As a high school teacher, I once taught a student whom I’ll refer to as Kari. She was frequently unable to attend class because her stomach would have “flare ups.” She was very bright, yet I could sense that she just did not fit the mold of the average high school student. From my perspective she was somewhat out of place, in an environment which was foreign to her deepest instincts. I’m sure that school, and its one-size-fits- all tendency, had always been this way for her.
Kari was a young lady whose light shone brightly, though she seemed unaware. Across the room sat another brilliant young lady, whom I’ll refer to as Mary. Mary was similar in her isolation in that she too had outgrown her surroundings. However, Mary seemed balanced and confident in whom she was growing to be. She seemed to understand that the greater comforts lay ahead as she labored in the unsettled environment of high school.
Still, it was not the landscape which was the key. Kari was in conflict with herself. Mary was not. How? Why? I confess that I do not know the intimate details of their lives and motivations; but, from an observational view, it was clear that Mary did not doubt her worthiness. I believe that Kari did. Worthiness in what respect? Who knows? More to the point, how on Earth is a 16- year-old unworthy of anything? Which of us would cast that stone? So while I and many others clearly recognized both young ladies to be brilliant children of God, their own recognition of that could not have been more different.

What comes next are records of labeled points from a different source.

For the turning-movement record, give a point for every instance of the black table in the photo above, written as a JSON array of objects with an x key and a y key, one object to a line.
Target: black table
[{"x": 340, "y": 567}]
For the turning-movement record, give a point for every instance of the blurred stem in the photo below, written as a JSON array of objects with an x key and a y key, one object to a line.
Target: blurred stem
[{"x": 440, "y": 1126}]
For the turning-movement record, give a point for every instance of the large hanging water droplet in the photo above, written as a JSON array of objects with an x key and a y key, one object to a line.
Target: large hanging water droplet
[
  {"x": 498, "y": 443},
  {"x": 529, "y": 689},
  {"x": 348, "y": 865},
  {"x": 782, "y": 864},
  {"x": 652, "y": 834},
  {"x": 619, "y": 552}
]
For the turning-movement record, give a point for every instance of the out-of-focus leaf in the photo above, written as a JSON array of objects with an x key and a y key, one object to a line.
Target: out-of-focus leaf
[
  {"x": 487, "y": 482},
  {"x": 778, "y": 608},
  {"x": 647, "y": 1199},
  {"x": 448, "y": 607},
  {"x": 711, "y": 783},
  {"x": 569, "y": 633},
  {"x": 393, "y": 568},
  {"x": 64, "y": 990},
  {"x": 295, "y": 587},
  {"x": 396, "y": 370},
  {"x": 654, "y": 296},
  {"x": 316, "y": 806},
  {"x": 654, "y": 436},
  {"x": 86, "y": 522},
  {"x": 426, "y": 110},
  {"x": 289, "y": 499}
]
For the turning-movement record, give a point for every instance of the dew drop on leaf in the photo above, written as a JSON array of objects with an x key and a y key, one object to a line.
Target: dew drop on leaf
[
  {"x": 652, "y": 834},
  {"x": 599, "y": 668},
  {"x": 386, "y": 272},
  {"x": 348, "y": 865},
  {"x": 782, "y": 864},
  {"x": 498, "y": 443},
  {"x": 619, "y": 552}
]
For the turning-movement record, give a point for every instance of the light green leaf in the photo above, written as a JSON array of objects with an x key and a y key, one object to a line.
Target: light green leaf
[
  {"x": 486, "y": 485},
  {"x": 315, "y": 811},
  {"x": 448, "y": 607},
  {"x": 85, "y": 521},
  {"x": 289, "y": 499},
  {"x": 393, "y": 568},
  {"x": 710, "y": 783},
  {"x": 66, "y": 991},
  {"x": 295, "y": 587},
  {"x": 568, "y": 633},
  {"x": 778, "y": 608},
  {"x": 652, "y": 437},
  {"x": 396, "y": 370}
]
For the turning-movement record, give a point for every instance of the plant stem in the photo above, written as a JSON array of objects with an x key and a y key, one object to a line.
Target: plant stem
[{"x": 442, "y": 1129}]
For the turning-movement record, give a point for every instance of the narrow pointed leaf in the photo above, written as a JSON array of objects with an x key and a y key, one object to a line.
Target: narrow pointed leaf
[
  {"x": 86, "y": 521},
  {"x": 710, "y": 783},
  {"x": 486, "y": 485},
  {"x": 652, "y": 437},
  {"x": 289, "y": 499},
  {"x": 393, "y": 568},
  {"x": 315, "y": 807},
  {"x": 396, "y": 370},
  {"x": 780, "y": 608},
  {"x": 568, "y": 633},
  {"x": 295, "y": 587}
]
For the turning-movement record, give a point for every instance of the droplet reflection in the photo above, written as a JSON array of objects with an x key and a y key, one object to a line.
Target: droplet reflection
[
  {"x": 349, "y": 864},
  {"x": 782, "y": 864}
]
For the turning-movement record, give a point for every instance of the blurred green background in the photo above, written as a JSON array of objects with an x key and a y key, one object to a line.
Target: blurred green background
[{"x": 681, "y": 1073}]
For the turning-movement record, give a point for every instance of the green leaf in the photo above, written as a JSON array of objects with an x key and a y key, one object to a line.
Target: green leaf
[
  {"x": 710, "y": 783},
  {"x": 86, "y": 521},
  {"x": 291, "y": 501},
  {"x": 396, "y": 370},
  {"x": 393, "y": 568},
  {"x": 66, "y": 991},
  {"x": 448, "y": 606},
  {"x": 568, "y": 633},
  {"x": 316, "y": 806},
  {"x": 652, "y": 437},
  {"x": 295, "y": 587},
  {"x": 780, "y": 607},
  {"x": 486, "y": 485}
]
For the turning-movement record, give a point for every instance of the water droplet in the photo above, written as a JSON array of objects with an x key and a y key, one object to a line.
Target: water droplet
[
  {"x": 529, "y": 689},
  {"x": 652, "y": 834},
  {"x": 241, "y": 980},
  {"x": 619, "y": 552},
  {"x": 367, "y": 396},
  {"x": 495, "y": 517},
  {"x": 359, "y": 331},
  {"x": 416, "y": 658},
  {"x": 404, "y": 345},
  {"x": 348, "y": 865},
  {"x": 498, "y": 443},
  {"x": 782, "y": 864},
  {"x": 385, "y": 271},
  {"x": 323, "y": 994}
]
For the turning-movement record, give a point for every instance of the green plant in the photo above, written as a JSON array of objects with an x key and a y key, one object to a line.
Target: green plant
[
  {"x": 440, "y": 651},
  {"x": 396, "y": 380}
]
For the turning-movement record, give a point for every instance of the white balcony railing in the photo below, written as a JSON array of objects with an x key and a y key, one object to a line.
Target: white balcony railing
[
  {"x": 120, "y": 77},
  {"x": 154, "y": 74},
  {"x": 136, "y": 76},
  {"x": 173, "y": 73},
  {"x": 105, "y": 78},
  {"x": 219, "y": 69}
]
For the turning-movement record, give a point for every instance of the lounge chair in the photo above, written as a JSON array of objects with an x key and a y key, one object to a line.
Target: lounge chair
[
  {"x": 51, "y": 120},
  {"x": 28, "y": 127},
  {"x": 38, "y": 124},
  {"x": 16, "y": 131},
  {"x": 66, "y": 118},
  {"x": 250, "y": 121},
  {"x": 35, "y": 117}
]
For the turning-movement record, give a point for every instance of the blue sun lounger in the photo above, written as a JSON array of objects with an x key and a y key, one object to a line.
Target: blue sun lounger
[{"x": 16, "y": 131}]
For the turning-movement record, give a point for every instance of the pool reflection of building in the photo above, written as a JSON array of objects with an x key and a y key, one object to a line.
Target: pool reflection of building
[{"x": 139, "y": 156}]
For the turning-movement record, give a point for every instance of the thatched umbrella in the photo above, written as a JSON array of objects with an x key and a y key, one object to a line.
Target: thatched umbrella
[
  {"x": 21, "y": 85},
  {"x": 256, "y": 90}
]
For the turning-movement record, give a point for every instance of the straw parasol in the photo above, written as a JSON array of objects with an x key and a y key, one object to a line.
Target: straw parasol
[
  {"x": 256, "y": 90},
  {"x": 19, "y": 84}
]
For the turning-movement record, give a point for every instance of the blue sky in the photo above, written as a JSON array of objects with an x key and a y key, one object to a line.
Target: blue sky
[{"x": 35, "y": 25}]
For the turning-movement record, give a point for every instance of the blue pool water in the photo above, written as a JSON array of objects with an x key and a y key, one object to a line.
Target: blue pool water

Mary was confident that her best effort was sufficient and that the outcome would bring joyful fruit. She met each challenge with calm fascination and resolve. She accepted the shortcomings of others.
You could feel resignation and sadness in Kari’s efforts. Kari’s step stones were met with fear as she sought to undo the seeming confirmation of her weakness. She seemed to hold those inside her, connecting and making them her own.
As my year with them wore on, I watched as their reactions manifested with predictable regularity. Their habits were seemingly ingrained. To others in our class, the two girls were their habits. Their habits of response were all that we had seen. Experientially, our habits are who we believe ourselves to be from moment to moment, day to day. Habits are addictive in the sense that they hold us within their grasp as we repetitively set reactive patterns in motion. Habits have no life of their own but they take on such as we supply them with our energy.
In the past, I engaged in many less-than-balanced habits which led to my repetitive digestive difficulties. Just as Kari and Mary, I became the momentary personification of my habits. How did I break that cycle to return to greater health? I brought myself into greater balance, day by day, by consciously connecting through a dialogue of prayer and meditation. I spoke and sought through prayer and I received through meditation. From that connection I examined who I had become and I removed the obstructions, the habits, which were redirecting the flow of my body’s energy. Prayer and meditation brought healing and peace. Then I created new patterns which were joyful and balanced. Fearful habits were replaced with clear and unobstructed patterns. When challenges appeared, I was able to meet them with calm recognition that they were merely teachers. These reminders became practice sessions in my quest to recall my true self. In so doing, I began to manifest the potential which we all possess to be free, at peace, and at ease in a state of joy and balance in all things.